- Origin: Sweden
- Genres: Rock; pop;
- Years active: 1987–1988
- Labels: EMI
- Past members: Lasse Lindbom; Niklas Strömstedt; Janne Bark;

= Triad (band) =

Swedish pop band (1987–1988)

Triad was a Swedish rock band that comprised Lasse Lindbom, Niklas Strömstedt and Janne Bark. Triad is most famous for their 1987-1988 Swedish number-one single hit "Tänd ett ljus" ("Light a Candle"), one of the Swedish classic songs for the Advent season, just prior to Christmas. The outro includes Christmas and New Year's greetings in different languages. The single topped the Swedish singles chart on 6 January 1988. The song charted at Svensktoppen for eight weeks during the period 20 December 1987 – 14 February 1988. It has been subject to many cover versions.

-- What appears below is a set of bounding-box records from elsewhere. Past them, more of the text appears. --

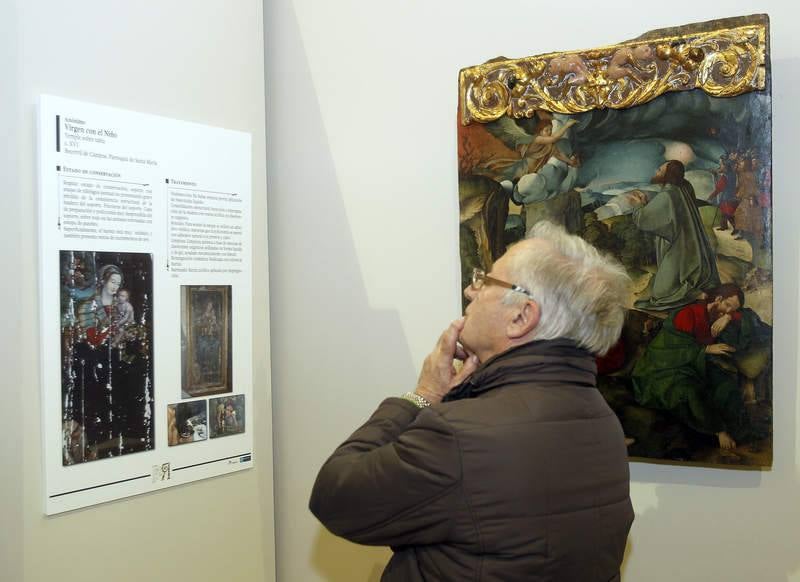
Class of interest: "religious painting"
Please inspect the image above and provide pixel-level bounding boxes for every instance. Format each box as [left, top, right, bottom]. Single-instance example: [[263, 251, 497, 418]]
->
[[458, 15, 773, 468], [167, 400, 208, 447], [209, 394, 244, 439], [181, 285, 232, 398], [59, 251, 154, 466]]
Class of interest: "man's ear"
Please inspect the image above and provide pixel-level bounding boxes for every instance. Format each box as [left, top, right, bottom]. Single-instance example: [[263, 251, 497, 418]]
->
[[506, 300, 541, 340]]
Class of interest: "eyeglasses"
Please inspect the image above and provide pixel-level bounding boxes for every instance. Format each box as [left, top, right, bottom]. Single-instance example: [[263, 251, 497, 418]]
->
[[472, 269, 533, 299]]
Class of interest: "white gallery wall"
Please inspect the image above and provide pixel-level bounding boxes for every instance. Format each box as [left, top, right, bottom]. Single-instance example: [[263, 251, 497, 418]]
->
[[0, 0, 275, 582], [264, 0, 800, 582]]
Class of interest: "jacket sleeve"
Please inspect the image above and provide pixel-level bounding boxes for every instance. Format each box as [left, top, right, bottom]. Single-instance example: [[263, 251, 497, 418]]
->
[[310, 398, 461, 546]]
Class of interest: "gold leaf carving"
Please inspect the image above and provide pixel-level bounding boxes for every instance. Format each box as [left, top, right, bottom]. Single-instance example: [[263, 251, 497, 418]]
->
[[459, 24, 767, 125]]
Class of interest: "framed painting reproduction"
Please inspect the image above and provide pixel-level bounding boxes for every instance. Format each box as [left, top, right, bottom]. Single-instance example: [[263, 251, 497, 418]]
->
[[181, 285, 232, 398], [458, 15, 773, 468]]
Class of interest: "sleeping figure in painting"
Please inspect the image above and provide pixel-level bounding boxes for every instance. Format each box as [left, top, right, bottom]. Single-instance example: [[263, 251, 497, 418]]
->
[[631, 283, 769, 449]]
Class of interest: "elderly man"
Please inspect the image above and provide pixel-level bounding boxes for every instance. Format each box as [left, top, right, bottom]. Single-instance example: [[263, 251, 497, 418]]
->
[[310, 223, 633, 582]]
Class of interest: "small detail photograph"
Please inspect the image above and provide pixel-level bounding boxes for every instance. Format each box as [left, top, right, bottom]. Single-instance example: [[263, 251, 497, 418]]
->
[[209, 394, 244, 439], [167, 400, 208, 447]]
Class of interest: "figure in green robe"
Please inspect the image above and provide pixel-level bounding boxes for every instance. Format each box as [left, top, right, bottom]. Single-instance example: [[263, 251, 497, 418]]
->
[[631, 284, 769, 449], [632, 160, 720, 311]]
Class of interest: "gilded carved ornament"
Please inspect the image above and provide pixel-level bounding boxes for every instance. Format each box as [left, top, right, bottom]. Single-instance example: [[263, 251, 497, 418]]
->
[[459, 24, 767, 125]]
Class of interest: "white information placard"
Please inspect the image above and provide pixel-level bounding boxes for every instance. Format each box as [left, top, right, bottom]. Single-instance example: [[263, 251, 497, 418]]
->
[[39, 96, 253, 514]]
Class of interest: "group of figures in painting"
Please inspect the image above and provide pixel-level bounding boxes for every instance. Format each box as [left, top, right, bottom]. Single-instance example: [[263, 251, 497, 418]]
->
[[167, 394, 245, 446], [459, 83, 772, 466], [59, 251, 244, 465]]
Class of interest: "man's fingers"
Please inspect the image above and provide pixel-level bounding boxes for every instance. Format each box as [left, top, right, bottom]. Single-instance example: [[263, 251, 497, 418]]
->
[[450, 354, 480, 388], [438, 317, 464, 360]]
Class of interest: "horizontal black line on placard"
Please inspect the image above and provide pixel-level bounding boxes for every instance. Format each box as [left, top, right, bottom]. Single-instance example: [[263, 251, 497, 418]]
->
[[172, 453, 253, 472], [50, 475, 150, 499], [49, 453, 252, 499]]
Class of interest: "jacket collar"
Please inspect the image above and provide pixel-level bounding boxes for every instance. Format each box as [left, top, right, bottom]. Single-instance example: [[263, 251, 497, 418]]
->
[[443, 339, 597, 402]]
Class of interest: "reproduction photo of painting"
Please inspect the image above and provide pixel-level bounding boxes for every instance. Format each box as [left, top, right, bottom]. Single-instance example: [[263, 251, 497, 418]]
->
[[458, 17, 773, 467], [59, 251, 154, 466], [181, 285, 232, 398], [167, 400, 208, 447], [209, 394, 244, 439]]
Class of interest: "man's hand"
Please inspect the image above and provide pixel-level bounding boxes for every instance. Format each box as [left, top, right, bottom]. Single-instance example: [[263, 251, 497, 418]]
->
[[416, 319, 478, 404], [711, 313, 731, 337], [706, 344, 736, 356]]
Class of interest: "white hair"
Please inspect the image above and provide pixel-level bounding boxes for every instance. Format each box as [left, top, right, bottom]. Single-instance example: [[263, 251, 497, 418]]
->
[[504, 221, 631, 356]]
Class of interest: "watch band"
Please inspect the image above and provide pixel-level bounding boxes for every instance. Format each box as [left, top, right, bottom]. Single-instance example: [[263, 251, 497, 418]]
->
[[400, 392, 431, 408]]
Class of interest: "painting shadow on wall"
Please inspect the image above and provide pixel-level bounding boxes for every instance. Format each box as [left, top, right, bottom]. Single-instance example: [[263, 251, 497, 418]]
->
[[264, 2, 422, 582]]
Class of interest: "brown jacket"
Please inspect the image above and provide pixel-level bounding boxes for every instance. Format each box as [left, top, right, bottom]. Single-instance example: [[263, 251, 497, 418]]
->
[[310, 340, 633, 582]]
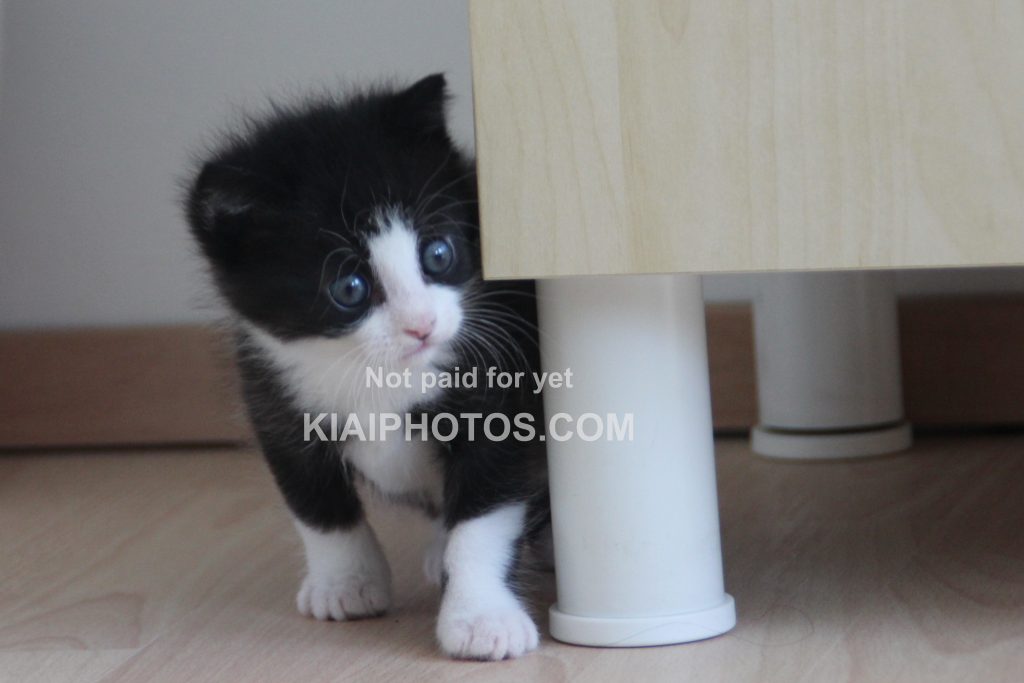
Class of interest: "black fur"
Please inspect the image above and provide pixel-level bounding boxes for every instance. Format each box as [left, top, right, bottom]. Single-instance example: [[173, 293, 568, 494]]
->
[[186, 75, 547, 626]]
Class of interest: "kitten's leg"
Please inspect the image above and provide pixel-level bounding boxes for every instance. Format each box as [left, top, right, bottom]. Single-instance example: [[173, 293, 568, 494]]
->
[[295, 518, 391, 622], [423, 518, 447, 586], [243, 389, 391, 622], [261, 437, 391, 622], [437, 503, 539, 659]]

The band was formed by three music friends. Janne Bark played the guitar, Lasse Lindbom of the Lasse Lindbom Band was bassist and producer, and guitarist Janne Bark and Niklas Strömstedt played the piano. All three were vocalists.

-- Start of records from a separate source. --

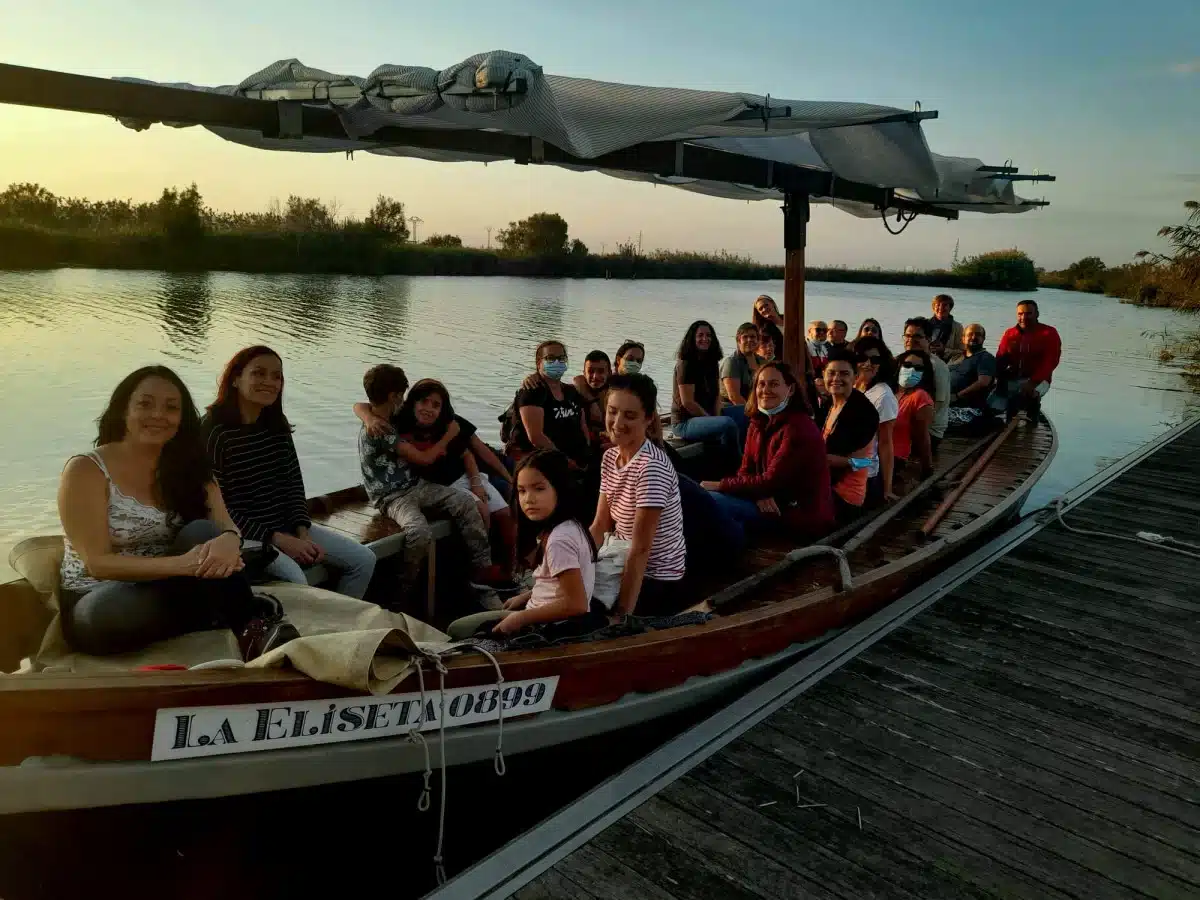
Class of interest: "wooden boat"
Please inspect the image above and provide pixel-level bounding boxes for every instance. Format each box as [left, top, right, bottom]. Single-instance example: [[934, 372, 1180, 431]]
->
[[0, 53, 1056, 812], [0, 420, 1057, 812]]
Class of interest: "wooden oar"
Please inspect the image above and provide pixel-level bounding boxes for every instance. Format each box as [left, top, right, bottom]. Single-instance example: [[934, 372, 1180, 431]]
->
[[688, 437, 991, 612], [920, 415, 1020, 538], [835, 437, 991, 553]]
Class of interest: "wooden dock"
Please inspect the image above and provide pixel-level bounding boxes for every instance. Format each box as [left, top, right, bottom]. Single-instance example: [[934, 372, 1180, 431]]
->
[[436, 422, 1200, 900]]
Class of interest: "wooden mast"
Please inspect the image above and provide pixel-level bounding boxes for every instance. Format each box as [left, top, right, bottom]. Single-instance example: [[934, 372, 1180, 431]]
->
[[784, 191, 812, 405]]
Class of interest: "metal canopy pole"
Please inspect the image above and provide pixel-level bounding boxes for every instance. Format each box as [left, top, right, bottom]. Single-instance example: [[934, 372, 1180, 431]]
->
[[784, 191, 811, 377]]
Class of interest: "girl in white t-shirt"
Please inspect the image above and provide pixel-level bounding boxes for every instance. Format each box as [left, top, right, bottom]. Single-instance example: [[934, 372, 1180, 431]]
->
[[492, 450, 596, 635], [854, 338, 900, 506]]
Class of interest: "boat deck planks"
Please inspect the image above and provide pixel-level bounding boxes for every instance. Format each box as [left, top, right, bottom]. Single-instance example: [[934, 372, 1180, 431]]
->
[[515, 427, 1200, 900]]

The only album of the band, the self-titled Triad, didn't prove successful, reaching only number 44 in the Swedish Albums Chart in May 1988. Soon after Triad disbanded. Niklas Strömstedt went on to have a successful solo music career for many years.

Triad reunited for a gig for Sveriges Television (SVT)'s sing-along show Allsång på Skansen on 16 August 2011.